輸出が拡大している日本酒を、さらに世界の消費者に親しんでもらうためには何が必要か。
日本酒の輸出が伸びている。2003年、39億円だった輸出金額が、10年後の13年には105億円と2.7倍に跳ね上がった。輸出相手国の中でも長い間トップに君臨し、さらに毎年ほぼ右肩上がりに増えているのがアメリカである。アメリカへの輸出金額は、全体の37%を占める(13年財務省貿易統計より)。
しかし、かつて日本酒に無知だったアメリカの消費者は、スーパーマーケットでも「未知なる商品」に手を出すことをしなかった。店の人に聞いても的を射た回答が得られない。
ホールフーズで始まった売り場従業員への教育
「ここ20年で、吟醸酒などの上質な酒の日本からの輸入が増加した。しかも、日本人が少ない地方のスーパーマーケットでも日本酒が売られている。残念なのは、そういう地方の店舗では回転率が悪いことだ。せっかく美味しい日本酒を店に並べても売れなければ古くなる一方で宝の持ち腐れ」と語るのは、4年前にロサンゼルスに創設されたサケ・スクール・オブ・アメリカの副代表、上野俊男さんだ。同校は、「買う人に興味をもたせるには、売る人を教育するしかない」と、店の現場に立つ従業員を含めて、アメリカ人対象に日本酒の教育に乗り出した。
14年4月には、ハイエンドなスーパー、ホールフーズ・マーケットから35人の従業員を迎えて、歴史、原料、製造法、ラベルの読み方、試飲セッションに至る集中授業を行った。9時から16時までの講義を受けた1週間後、生徒たちはサケアドバイザーの試験に臨んだ。合格者は35人中32人だった。

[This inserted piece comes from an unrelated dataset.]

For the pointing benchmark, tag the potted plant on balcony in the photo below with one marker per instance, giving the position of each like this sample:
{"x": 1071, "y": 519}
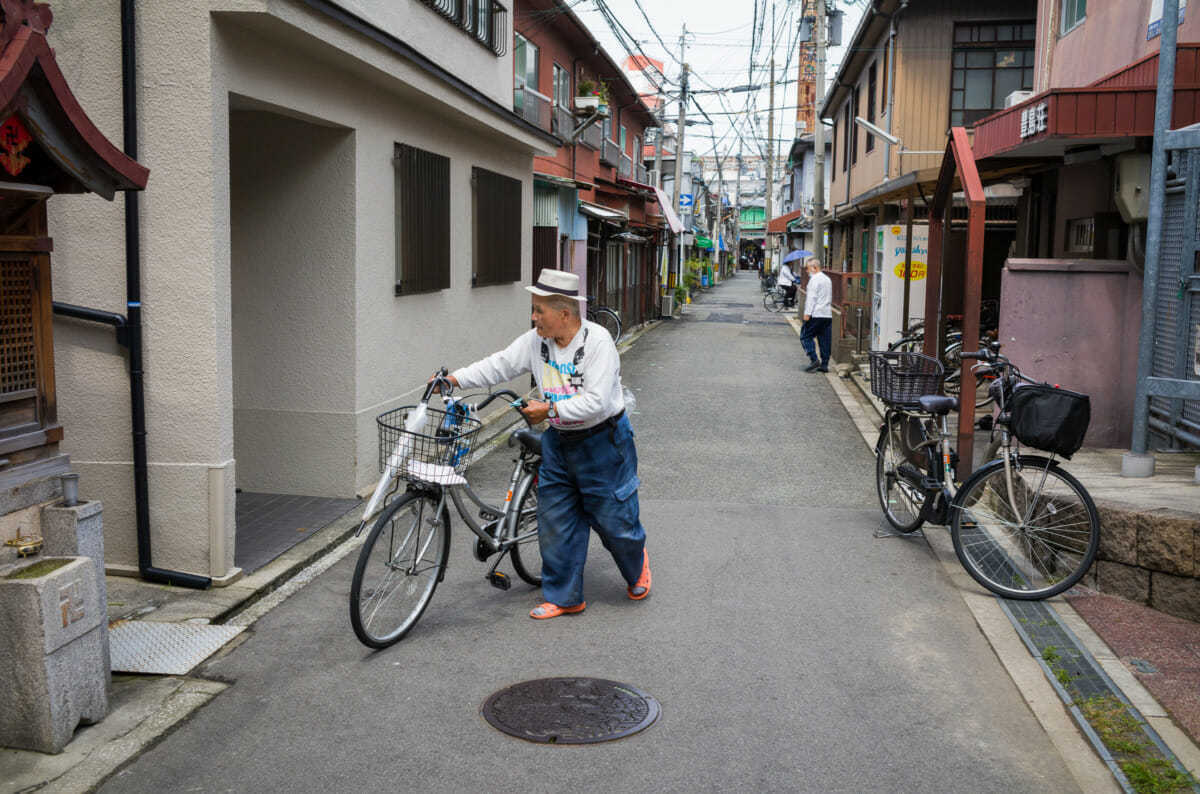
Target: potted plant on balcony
{"x": 592, "y": 95}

「店舗によっても異なるが、ホールフーズには多い所で30種類ほどの日本酒が並んでいる。さらに多くの日本酒を扱ってもらおうと、まず売り場担当の6人の従業員に講義を受けてもらった。それが好評で、テキサスの本社と話が進み、一気に35人を受け入れることに。引き続き、ハワイや北カリフォルニア地域の従業員対象の講義の準備を進めている」と上野さんは手応えを語る。